This book details the simulation and optimization of integer and fractional-order chaotic systems, and how they can be implemented in the analog and digital domains using FPAAs and FPGAs. Design guidelines are provided to use commercially available electronic devices, and to perform hardware descriptions of integer/fractional-order chaotic systems programming in VHDL. Finally, several engineering applications oriented to cryptography, internet of things, robotics and chaotic communications, are detailed to highlight the usefulness of FPAA/FPGA based integer/fractional-order chaotic systems. Provides guidelines to implement fractional-order derivatives using commercially available devices; Describes details on using FPAAs to approach fractional-order chaotic systems; Includes details on using FPGAs to approach fractional-order chaotic systems, programming in VHDL and reducing hardware resources; Discusses applications to cryptography, internet of things, robotics and chaotic communications.
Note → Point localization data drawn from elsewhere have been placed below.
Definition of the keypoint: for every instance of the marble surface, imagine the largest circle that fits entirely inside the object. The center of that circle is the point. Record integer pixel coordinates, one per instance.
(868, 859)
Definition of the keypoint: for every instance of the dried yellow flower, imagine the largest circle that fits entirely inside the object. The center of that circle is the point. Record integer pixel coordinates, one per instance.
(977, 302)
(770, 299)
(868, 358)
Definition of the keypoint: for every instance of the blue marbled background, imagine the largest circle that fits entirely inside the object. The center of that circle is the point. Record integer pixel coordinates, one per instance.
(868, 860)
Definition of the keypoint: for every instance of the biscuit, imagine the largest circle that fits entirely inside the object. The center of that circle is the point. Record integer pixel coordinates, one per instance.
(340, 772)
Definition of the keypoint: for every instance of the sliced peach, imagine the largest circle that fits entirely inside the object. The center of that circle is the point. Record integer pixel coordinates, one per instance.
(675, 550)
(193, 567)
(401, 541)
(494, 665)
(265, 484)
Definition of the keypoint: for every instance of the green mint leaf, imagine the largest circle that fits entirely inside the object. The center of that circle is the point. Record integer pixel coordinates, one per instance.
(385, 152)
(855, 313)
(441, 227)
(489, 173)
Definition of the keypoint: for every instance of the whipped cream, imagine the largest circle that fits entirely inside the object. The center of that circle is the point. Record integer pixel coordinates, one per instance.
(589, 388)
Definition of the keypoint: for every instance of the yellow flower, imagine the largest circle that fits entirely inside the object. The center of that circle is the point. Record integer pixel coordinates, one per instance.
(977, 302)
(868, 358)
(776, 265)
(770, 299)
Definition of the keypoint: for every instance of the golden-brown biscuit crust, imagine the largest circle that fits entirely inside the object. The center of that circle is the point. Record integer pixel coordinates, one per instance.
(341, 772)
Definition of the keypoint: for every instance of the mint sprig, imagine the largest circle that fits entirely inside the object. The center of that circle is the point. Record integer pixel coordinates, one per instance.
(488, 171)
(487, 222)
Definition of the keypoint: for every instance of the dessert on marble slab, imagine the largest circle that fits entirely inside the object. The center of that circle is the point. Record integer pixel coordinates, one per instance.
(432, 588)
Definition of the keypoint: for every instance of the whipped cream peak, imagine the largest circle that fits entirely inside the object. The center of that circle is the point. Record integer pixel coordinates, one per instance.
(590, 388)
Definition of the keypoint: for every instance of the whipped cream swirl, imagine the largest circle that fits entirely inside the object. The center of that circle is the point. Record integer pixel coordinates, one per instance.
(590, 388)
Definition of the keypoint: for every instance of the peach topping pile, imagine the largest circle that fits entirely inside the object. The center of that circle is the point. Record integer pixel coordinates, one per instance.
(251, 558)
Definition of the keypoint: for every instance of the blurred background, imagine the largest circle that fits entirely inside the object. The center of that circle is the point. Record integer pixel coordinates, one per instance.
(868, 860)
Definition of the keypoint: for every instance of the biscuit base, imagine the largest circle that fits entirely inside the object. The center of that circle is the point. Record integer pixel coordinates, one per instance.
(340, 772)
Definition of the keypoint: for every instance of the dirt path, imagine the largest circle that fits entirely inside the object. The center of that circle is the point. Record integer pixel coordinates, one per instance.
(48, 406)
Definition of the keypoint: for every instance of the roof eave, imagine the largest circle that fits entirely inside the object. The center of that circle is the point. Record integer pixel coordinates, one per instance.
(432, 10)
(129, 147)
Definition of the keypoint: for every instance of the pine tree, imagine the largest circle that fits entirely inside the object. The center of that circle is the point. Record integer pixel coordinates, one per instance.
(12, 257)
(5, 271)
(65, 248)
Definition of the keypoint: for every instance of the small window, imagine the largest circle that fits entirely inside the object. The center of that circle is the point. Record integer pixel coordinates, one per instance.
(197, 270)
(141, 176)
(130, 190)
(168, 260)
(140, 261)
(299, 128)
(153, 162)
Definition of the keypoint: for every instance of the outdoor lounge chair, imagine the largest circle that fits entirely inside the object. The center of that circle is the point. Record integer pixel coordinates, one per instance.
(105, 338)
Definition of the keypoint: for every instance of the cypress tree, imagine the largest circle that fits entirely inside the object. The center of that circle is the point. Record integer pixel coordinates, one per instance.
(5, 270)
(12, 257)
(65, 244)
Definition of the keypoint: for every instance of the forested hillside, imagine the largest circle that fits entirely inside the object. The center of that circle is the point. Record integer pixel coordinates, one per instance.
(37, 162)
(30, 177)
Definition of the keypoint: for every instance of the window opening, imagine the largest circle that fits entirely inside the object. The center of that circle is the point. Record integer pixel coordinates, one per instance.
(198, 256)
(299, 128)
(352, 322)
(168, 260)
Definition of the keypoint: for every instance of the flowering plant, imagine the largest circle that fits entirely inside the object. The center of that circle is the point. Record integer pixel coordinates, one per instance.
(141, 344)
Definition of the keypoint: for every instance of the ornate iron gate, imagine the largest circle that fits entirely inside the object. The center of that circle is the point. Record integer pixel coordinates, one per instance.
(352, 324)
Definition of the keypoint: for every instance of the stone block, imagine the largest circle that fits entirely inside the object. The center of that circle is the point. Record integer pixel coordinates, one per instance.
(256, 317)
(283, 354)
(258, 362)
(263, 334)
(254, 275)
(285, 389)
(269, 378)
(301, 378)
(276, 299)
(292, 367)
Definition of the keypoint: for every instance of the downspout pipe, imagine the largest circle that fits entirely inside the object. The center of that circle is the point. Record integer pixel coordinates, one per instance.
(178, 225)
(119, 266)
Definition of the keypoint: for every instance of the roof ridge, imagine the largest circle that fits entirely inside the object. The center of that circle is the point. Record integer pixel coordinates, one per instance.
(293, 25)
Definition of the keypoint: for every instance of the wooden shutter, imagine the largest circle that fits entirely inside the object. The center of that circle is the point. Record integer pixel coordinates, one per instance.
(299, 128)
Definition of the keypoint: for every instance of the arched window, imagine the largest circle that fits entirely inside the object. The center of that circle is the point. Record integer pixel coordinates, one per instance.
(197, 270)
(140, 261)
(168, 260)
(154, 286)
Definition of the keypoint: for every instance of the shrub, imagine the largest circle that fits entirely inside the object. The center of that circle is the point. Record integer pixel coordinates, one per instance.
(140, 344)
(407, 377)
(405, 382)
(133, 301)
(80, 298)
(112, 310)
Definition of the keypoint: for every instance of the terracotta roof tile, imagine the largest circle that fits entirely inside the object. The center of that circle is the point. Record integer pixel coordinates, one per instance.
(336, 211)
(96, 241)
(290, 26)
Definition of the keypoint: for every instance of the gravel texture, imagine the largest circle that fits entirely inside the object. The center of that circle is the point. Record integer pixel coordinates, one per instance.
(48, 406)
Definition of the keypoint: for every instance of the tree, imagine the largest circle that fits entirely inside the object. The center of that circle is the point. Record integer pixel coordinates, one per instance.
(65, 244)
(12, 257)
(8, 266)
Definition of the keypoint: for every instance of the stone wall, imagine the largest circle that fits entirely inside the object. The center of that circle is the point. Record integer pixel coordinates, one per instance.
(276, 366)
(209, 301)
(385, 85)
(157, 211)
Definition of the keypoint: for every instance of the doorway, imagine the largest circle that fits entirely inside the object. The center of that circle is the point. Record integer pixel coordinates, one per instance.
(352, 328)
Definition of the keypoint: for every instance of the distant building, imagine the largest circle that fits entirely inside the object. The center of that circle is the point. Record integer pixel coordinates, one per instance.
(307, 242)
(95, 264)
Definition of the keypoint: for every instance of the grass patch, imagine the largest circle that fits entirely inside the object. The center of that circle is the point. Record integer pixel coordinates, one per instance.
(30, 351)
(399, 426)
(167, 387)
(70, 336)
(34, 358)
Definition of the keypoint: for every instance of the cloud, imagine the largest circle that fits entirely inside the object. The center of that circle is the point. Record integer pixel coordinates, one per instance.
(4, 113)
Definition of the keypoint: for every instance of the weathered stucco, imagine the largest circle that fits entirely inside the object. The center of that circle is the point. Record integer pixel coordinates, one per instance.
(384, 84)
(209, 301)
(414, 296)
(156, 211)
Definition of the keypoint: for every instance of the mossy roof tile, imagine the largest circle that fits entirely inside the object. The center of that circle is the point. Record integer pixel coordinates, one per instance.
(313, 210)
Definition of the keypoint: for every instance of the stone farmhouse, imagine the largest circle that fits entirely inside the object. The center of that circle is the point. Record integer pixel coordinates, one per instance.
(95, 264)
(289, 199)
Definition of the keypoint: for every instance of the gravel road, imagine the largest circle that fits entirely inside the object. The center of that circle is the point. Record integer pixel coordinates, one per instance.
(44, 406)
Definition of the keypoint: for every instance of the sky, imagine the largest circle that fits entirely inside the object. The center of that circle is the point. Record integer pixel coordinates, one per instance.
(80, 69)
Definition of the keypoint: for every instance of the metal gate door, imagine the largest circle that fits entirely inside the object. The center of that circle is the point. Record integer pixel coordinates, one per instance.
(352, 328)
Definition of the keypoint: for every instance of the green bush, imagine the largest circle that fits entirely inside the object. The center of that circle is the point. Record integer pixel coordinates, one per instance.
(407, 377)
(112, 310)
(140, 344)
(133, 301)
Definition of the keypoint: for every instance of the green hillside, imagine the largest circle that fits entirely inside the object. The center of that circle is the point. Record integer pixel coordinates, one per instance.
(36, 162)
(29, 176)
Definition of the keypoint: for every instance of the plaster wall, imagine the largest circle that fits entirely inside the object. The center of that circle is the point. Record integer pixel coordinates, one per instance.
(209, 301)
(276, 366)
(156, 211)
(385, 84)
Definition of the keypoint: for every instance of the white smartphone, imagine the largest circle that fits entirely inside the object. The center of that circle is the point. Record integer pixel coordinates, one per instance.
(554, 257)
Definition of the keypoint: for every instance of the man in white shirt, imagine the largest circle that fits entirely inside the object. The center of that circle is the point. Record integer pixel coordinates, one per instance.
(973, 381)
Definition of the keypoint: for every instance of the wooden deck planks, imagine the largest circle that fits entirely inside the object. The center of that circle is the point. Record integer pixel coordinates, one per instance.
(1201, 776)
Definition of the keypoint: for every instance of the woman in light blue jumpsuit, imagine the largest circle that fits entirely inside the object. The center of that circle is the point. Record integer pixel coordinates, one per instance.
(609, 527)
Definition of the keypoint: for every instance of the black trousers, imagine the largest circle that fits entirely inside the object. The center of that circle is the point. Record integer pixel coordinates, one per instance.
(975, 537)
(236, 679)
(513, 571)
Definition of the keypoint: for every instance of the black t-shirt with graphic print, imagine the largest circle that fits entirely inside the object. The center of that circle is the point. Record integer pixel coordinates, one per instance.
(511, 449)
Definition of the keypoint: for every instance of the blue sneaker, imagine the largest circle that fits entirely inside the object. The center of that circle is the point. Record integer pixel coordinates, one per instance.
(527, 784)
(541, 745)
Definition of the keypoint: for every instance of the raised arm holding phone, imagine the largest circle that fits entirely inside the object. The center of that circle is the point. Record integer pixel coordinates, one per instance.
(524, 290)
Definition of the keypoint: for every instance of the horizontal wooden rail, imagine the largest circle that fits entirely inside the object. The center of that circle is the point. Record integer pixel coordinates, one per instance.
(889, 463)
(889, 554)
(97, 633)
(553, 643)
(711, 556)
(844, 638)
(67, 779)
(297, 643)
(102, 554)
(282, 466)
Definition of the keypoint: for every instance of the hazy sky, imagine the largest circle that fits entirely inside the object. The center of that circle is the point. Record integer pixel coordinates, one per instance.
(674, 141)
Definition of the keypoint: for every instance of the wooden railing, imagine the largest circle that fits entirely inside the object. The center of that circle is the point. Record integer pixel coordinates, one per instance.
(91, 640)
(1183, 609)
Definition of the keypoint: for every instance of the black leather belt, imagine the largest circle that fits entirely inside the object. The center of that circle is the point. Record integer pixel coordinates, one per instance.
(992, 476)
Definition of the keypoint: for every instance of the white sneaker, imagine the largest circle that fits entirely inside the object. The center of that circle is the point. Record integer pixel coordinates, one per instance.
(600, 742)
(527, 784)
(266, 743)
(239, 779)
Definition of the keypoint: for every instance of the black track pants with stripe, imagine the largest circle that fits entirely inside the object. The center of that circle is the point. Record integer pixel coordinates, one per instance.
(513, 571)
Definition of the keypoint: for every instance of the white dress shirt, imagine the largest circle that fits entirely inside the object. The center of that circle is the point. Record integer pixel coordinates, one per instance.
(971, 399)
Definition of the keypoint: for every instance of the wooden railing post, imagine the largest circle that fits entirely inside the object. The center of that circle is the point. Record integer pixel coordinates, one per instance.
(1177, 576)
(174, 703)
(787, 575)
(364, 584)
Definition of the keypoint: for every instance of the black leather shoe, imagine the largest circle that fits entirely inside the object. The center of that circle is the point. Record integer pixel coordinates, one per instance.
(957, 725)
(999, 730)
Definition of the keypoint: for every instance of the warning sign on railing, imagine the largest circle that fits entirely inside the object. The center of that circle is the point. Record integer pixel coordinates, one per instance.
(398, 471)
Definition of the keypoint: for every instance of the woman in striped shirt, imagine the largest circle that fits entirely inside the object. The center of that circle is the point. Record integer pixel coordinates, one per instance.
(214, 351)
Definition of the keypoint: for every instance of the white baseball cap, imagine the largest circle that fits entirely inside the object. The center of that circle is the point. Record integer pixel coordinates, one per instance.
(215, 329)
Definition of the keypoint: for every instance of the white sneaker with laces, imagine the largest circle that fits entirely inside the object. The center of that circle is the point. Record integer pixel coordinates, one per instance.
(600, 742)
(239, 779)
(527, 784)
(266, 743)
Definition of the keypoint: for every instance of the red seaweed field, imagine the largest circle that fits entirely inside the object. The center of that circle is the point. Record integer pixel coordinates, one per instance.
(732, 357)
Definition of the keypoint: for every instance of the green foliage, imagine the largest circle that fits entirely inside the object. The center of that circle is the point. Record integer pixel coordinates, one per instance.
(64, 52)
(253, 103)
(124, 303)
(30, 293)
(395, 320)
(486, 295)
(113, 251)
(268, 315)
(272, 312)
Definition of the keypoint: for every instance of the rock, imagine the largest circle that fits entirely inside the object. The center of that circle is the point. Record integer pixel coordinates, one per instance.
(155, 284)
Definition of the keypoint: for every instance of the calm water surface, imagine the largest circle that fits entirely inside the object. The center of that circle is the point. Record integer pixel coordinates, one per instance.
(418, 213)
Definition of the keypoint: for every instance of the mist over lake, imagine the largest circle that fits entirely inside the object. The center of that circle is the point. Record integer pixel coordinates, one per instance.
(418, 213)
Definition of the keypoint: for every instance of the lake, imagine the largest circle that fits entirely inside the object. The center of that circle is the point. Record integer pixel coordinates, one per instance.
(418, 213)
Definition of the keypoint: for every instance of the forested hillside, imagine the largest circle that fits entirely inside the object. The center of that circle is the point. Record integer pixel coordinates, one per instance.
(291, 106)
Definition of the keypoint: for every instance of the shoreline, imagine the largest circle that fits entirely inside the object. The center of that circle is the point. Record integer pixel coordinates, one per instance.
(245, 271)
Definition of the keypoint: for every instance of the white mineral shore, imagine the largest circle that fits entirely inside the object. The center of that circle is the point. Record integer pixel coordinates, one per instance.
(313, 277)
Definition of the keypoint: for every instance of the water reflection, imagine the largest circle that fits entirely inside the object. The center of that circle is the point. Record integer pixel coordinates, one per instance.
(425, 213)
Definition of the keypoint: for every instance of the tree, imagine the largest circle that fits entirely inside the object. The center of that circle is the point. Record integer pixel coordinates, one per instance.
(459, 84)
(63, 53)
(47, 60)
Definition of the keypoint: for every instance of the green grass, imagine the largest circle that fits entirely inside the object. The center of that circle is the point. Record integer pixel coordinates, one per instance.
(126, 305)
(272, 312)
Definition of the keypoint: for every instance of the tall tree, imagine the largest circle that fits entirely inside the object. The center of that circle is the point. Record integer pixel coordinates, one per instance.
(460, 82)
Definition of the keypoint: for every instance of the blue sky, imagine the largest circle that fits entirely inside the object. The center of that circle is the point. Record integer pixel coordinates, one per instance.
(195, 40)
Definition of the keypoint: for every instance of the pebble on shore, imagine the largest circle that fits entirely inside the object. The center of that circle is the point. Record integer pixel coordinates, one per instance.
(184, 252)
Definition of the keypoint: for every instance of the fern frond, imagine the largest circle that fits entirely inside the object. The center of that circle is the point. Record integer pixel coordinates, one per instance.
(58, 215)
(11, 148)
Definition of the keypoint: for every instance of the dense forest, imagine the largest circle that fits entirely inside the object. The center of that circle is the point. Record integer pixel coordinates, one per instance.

Mathematicians have devised different chaotic systems that are modeled by integer or fractional-order differential equations, and whose mathematical models can generate chaos or hyperchaos. The numerical methods to simulate those integer and fractional-order chaotic systems are quite different and their exactness is responsible in the evaluation of characteristics like Lyapunov exponents, Kaplan-Yorke dimension, and entropy. One challenge is estimating the step-size to run a numerical method. It can be done analyzing the eigenvalues of self-excited attractors, while for hidden attractors it is difficult to evaluate the equilibrium points that are required to formulate the Jacobian matrices. Time simulation of fractional-order chaotic oscillators also requires estimating a memory length to achieve exact results, and it is associated to memories in hardware design. In this manner, simulating chaotic/hyperchaotic oscillators of integer/fractional-order and with self-excited/hidden attractors is quite important to evaluate their Lyapunov exponents, Kaplan-Yorke dimension and entropy. Further, to improve the dynamics of the oscillators, their main characteristics can be optimized applying metaheuristics, which basically consists of varying the values of the coefficients of a mathematical model. The optimized models can then be implemented using commercially available amplifiers, field-programmable analog arrays (FPAA), field-programmable gate arrays (FPGA), microcontrollers, graphic processing units, and even using nanometer technology of integrated circuits. The book describes the application of different numerical methods to simulate integer/fractional-order chaotic systems. These methods are used within optimization loops to maximize positive Lyapunov exponents, Kaplan-Yorke dimension, and entropy. Single and multi-objective optimization approaches applying metaheuristics are described, as well as their tuning techniques to generate feasible solutions that are suitable for electronic implementation. The book details several applications of chaotic oscillators such as in random bit/number generators, cryptography, secure communications, robotics, and Internet of Things.